共有環境

研究者が文化集団間に注目するか、同一集団内に注目するかによって、親子間の相関関係を見いだすことができるか否かが決まるのです。もし複数の村、部族、もしくは近隣地域で収集したデータを統合させれば、親が子どもに影響を及ぼしていることを示す相関関係が認められます。なぜなら、子どもの行動は別地域に住む別の親たちの行動よりも、自分の親の行動に類似しているからです。集団としての子どもたちは、自分の住む村や近隣地域の大人と同じように行動する傾向にあります。それは子どもがそれぞれ自分の親のように行動しているからではありません。遣伝とのかかわりがなければ、子どもたちは自分の親に似るのと同じように、友だちの親にも似ることになります。子どもたちがその親と同じように行動する様子を観察し、それを子育て神話を立証するものとしてとらえることはいとも簡単だとハリスは言います。ところが、子どもたちと親が共有するのは遺伝子だけではありません。彼らはともに同じ村、同じ地域に住み、同じ人種集団、同じ社会経済階級に属します。子ども文化は大人文化に似ている場合が多いのです。子ども文化が大人文化と異なるような例外的なケースに注目するのではないかぎり、子どもたちは自分の行動様式を家庭で身につけているように見えてしまいます。

80年前、ヒュー・ハーツホーンとマーク・メイは彼らが「性格」と呼んだものの研究を行ないました。研究者たちは、子どもたちが嘘をつきたくなる、ものを盗みたくなる、ズルをしたくなるような誘惑的な状況を用意しました。ある状況では道徳的に正しい行動をとった子どもが必ずしも別の状況で同じように行動したわけではありませんでした。
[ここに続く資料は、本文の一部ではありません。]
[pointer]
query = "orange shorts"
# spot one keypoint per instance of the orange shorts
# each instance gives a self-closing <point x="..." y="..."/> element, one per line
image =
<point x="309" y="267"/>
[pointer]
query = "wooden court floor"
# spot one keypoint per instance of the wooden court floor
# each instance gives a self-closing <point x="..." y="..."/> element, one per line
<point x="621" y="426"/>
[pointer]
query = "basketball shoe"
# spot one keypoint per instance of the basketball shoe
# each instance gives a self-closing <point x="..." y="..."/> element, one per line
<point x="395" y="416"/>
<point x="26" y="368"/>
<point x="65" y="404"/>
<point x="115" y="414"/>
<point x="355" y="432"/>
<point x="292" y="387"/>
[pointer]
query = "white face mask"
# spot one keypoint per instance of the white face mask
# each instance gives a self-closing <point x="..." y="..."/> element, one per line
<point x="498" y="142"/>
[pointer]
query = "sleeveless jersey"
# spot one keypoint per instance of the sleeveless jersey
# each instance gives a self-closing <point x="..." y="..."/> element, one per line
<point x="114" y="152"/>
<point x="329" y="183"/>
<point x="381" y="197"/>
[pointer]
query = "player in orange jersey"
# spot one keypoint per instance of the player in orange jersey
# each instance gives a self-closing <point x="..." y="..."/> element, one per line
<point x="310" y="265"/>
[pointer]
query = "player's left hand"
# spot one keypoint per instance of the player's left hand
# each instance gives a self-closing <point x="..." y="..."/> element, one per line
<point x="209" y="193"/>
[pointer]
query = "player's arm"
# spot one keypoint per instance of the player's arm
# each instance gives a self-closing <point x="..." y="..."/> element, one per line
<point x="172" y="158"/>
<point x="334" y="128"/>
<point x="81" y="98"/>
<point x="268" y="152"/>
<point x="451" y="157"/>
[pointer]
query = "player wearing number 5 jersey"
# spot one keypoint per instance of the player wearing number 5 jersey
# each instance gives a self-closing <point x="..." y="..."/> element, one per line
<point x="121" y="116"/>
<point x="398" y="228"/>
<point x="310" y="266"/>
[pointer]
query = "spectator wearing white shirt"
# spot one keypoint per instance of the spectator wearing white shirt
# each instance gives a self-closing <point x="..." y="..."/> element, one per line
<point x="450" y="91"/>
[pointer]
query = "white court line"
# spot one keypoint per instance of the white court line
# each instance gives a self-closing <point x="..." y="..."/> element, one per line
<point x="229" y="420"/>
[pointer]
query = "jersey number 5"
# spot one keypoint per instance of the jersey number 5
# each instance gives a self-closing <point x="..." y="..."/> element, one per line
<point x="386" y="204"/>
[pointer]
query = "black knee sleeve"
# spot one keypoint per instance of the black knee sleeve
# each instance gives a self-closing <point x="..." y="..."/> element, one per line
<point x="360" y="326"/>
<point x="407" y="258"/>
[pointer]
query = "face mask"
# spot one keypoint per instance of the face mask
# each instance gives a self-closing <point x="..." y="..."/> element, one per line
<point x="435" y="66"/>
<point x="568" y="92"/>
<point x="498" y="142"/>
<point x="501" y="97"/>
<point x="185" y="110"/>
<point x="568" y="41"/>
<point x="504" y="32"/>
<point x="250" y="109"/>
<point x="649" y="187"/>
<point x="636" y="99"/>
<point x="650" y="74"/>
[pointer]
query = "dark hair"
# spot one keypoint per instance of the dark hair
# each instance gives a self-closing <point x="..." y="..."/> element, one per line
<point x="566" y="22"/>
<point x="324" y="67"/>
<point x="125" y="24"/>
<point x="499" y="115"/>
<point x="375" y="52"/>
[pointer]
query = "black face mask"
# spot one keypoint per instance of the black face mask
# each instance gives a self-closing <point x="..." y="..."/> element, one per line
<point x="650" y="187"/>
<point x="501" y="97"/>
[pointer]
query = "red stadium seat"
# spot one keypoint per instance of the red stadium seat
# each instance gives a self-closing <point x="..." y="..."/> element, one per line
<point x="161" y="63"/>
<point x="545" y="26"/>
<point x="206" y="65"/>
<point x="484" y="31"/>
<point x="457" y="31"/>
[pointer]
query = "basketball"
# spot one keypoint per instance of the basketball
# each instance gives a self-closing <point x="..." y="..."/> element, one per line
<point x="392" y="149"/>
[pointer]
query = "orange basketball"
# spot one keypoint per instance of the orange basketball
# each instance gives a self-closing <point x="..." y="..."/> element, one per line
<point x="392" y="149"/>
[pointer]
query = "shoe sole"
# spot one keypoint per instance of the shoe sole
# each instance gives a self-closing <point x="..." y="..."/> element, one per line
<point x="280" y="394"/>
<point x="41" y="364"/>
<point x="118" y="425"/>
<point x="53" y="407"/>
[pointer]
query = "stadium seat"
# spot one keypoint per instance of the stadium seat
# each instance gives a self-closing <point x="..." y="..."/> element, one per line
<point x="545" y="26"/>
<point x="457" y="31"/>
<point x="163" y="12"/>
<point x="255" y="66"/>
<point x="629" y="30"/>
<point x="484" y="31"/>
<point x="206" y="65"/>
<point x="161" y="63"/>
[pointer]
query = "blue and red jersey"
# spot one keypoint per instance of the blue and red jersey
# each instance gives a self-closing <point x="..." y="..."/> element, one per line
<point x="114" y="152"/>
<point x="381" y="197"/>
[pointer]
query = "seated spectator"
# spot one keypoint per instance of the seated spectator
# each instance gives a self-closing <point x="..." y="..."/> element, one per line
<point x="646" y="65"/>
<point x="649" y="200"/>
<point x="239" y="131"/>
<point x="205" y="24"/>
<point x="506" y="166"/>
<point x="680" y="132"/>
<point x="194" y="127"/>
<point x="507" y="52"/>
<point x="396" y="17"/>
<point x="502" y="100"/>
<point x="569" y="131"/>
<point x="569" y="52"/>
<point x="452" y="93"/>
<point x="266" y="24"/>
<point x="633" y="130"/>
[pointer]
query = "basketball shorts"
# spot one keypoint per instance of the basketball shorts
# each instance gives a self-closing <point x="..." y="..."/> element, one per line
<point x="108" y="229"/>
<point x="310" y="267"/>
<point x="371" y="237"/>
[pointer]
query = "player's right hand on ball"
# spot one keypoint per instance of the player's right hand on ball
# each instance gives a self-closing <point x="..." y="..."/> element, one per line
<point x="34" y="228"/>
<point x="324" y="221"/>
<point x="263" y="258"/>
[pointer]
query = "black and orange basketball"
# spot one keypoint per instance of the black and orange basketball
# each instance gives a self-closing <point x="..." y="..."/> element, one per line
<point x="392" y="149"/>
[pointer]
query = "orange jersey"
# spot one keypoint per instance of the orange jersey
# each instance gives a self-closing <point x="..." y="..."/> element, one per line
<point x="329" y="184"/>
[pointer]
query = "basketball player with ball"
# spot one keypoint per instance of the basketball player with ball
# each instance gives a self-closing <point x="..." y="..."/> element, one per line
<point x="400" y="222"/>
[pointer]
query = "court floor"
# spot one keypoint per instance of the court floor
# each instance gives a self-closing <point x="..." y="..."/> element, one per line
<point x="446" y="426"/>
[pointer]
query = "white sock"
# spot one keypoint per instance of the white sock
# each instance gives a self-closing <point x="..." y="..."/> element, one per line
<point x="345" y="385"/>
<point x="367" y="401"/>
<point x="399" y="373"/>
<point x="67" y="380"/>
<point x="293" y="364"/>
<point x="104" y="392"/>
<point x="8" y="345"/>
とりわけ、誰も見ていないにもかかわらず家庭でのルールを破る誘惑に屈しなかった子どもも、学校のテストや遊び場でのゲームなどでズルをはたらく可能性となると他の子どもたちと変わりませんでした。実験結果が示唆していたのは、親から教わった道徳心は家の玄関を通り抜けることはない、ことだったのです。通り抜けようとしても、カチャ、カチャと鍵がかけられてしまうのです。

それでいて奇妙なことに、あらゆる状況において、子どもたちは友人やきょうだいと同じ道徳的、もしくは非道徳的判断を下す傾向があります。しかし次のように考えればそう奇妙なわけでもないとハリスは言います。子どもたちが友だち同士、きょうだい同士であれば、同じ近隣地域に住み、同じ学校に通っているのが普通で、少なくとも友たち同士では、同じ仲間集団にも属していることになるのが普通です。彼らは同じ子ども文化に属しているのです。1930年、まだ子育て神話に心理学者の思考体系が色塗られる前のことだそうですが、ハーツホーンとメイは、「性格を養うには、集団もしくは小さな社会が適している」とその研究で結論づけていたそうです。

行動遺伝学者たちが双子や養子の研究で得たデータを分析するとき、遺伝によるものではないきょうだい間の類似性はすべて同じ家庭で育てられたことによって生じたものだと仮定します。これを「共有環境」と彼らは呼びます。しかし長期的に見ると、そのような作用を引き起こしているのは、家庭環境ではないことに気づくはずです。それをもたらしているのは、同じ仲間集団に属する子どもたちが共有する環境であり、子どもたちでつくり出した文化なのです。

同じ言語同じ訛り

データ収集から都合のいい結果を引き出すための、さらに狡猾な方法があるとハリスは言います。それを彼女の得意とする言語の分野を例に説明しています。近隣地域に住み、しかも同じ学校に通う子どもたちを観察すると、彼らが皆同じ言語を同じ訛りで話していることに気づくだろうと言います。彼らの親もまた、同じ言語を同じ訛りで話している場合がほとんどなのです。ところが言語の場合、遺伝は要因とは考えられないので、近隣地域内では、親の言語や訛りと子どもたちのそれらとの間には相関関係は認められないと言います。デレク・ビッカートンがハワイで見た状況はまさにそのとおりだったのです。親たちはそれぞれがまったく異なる言語を話し、特定のコーホートに属する二世のハワイ人たちは皆仲間同士で同じクリオールを使っていました。子どもたちの会話を聞くだけでは、親の出身国を判別することはできなかったのです。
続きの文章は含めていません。